Call for chapter proposals: Hybridity and Women's Writing in Eighteenth-century Britain

deadline for submissions: 
June 30, 2024
full name / name of organization: 
Francesca Blanch-Serrat and Paula Yurss Lasanta (co-editors)
contact email: 

Call for Papers Hybridity and Women's Writing in Eighteenth-century Britain

Guest Editors: Francesca Blanch-Serrat and Paula Yurss Lasanta (Universitat Autònoma de Barcelona)

 

In the last four decades, hybridity has become an umbrella term encompassing a variety of disciplines, including biology, linguistics, postcolonial studies, media studies, and cultural studies. Particularly within literary studies, genre hybridity refers to the blending of themes, forms, and other elements from different genres—a practice with a long and fruitful history as old as literature itself. As a hybrid field itself, literature cannot be extricated from “extraneous elements”1 such as the sociopolitical context, class, age, or gender. According to Behling’s formulation2, the hybrid genre exists as a site for identity negotiation and resistance. In this sense, the hybrid genre allows for the assertion, reconsideration, and articulation of women’s identities. In women’s writing, it becomes a strategy and a vehicle for intellectual contemplation and expression.

Indebted to the hybridity of genre in the early modern period, the eighteenth century saw a blossoming of hybrid texts fostered by new forms of circulation and the growing literary market. Authors "experimented with hybrid combinations to a degree previously unrecognized"3, and women writers in particular, often excluded from intellectual debates because of their gender, not only experimented with blending different genres but also challenged conventional notions of authorship and literary authority to navigate the constraints imposed on them. Examples of hybridity can be found in the blending of biography and fiction in Romantic novels by Mary Wollstonecraft, Mary Hays, Mary Robinson, and Mary Shelley4, as well as in genres such as the travelogue, the sentimental periodical, the agricultural tour, the cookery book, or the memoir, and other examples of life writing.

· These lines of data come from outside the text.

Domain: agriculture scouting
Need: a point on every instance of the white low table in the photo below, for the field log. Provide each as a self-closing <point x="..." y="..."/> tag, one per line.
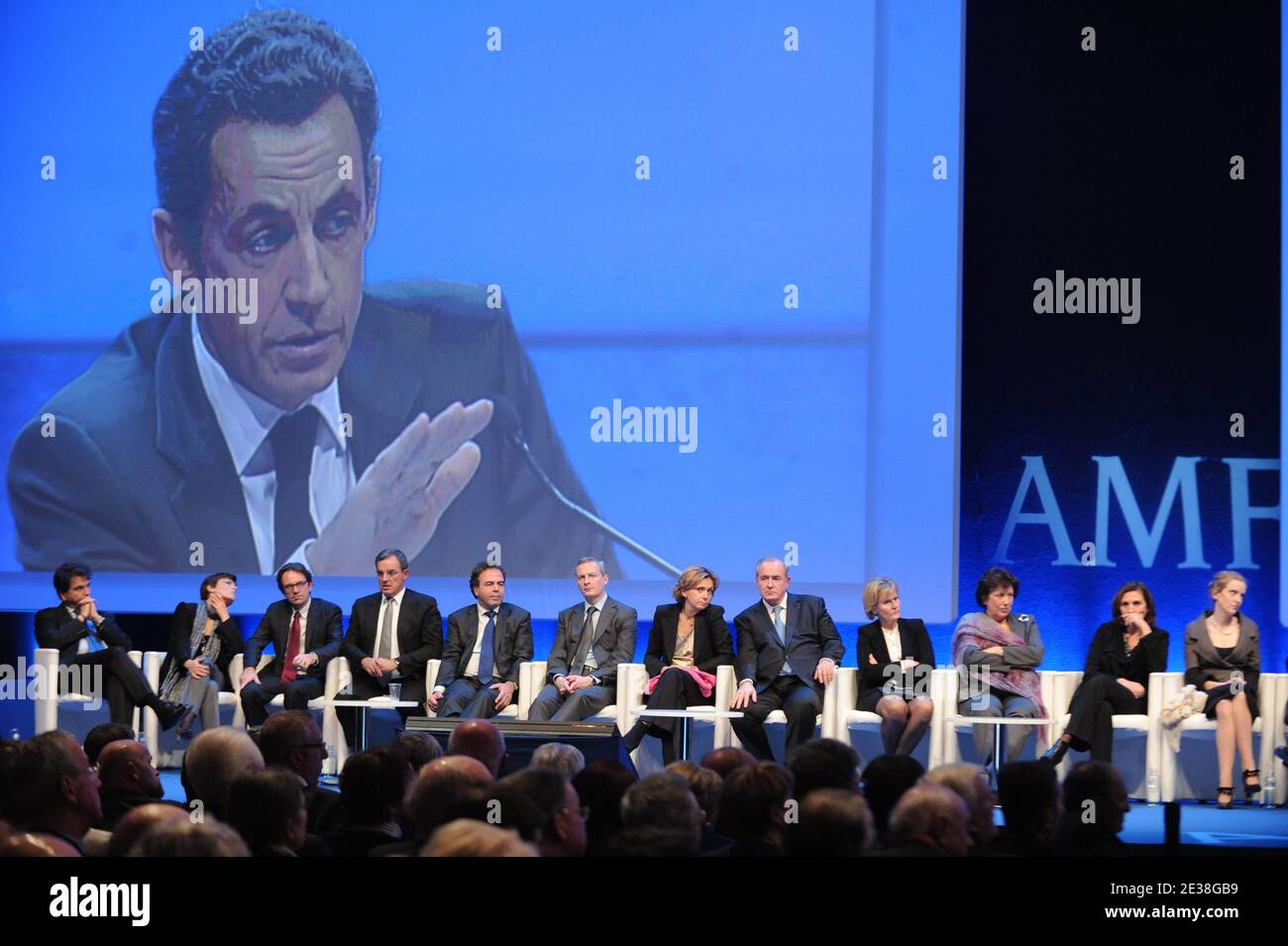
<point x="688" y="716"/>
<point x="364" y="705"/>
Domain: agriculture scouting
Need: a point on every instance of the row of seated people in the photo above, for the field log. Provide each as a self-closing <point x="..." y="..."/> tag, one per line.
<point x="789" y="649"/>
<point x="259" y="794"/>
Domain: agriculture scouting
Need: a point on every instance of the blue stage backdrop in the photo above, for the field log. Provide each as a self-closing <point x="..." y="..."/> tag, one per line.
<point x="1138" y="442"/>
<point x="742" y="227"/>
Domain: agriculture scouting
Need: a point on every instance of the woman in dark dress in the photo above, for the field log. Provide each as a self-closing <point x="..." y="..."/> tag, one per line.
<point x="204" y="639"/>
<point x="688" y="643"/>
<point x="1223" y="658"/>
<point x="896" y="663"/>
<point x="1116" y="679"/>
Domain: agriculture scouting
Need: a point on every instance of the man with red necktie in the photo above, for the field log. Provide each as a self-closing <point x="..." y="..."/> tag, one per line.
<point x="305" y="636"/>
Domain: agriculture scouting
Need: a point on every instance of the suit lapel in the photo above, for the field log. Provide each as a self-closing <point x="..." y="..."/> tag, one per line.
<point x="376" y="399"/>
<point x="209" y="501"/>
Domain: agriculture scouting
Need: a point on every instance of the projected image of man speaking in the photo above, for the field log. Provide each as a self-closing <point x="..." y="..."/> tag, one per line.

By examining eighteenth-century women's writing through the lens of hybridity, Hybridity and Women’s Writing in Eighteenth-Century Britain seeks to illuminate new pathways for understanding and appreciating the complexities of women's literary production during this era. Located in the intersections of gender, genre, and hybridity, the editors of this volume seek contributions that explore the various ways in which women writers asserted, reconsidered, and articulated their literary identities within the socio-cultural milieu of the eighteenth century through hybrid texts. Special attention will be given to lesser-known case studies and we extend our invitation to submissions that engage with a wide range of hybrid genres, including but not limited to the novel, autobiography, periodical essay, travelogue and poetic forms. We welcome interdisciplinary approaches that enrich our understanding of literary studies, such as history, philosophy and other relevant disciplines.

 

Topics of interest may include, but are not limited to:

 

➢ Life writing across genres.

➢ Hybrid identities: queer identities, ethnicity, interfaith relations, women and the

empire, etc.

➢ Hybrid genres: the agricultural tour, the travelogue, etc.

➢ Women’s literary authority and the hybrid form.

➢ Genre hybridity in women’s scientific writing: botany, astronomy…

➢ Memory and narrative truth (Intersection between fact and fiction).

➢ Genre and political discourse (The political function of literary genres).

➢ Cultural purity and hybridity in historical contexts.

 

Proposals for articles (in the form of an abstract of about 250 words) must be submitted before 30 June 2024. The selected proposals will be announced by late July. Please submit your proposals to: Francesca.Blanch@uab.cat and Paula.Yurss@uab.cat.

Completed articles with a maximum length of 8,000 words, including footnotes, must be submitted by November 31, 2024. Articles will include a short biography, an abstract (80-130 words) and 5–10 keywords. Contributors should follow the Brepol Guidelines for Authors. Papers will be published in Hybridity and Women's Writing i Eighteenth-century Britain (Autumn 2025), as part of the book series Early Modern Women Writers in Europe: Texts, Debates, and Genealogies of Knowledge, published by Brepols Publishers. Please note that the essay submission date and publication schedule are tentative and subject to change, depending on the peer reviewing progress.

 

4 Cook, Daniel, and Amy Culley. Women’s Life Writing, 1700-1850: Gender, Genre and Authorship. Palgrave Macmillan, 2016: 5.

3 Ingrassia, Catherine. “Introduction.” The Cambridge Companion to Women’s Writing in Britain, 1660–1789. Ed. Catherine Ingrassia. Cambridge University Press, 2015: 12.

2 Behling, Laura L. “‘Generic’ Multiculturalism: Hybrid Texts, Cultural Contexts.” College English, vol. 65, no. 4, 2003: 415.

1 Saïd, Edward. “Figures, Configurations, Transfigurations.” From Commonwealth to Post-Colonial. Ed. Anna Rutherford. Dangaroo, 1992: 15.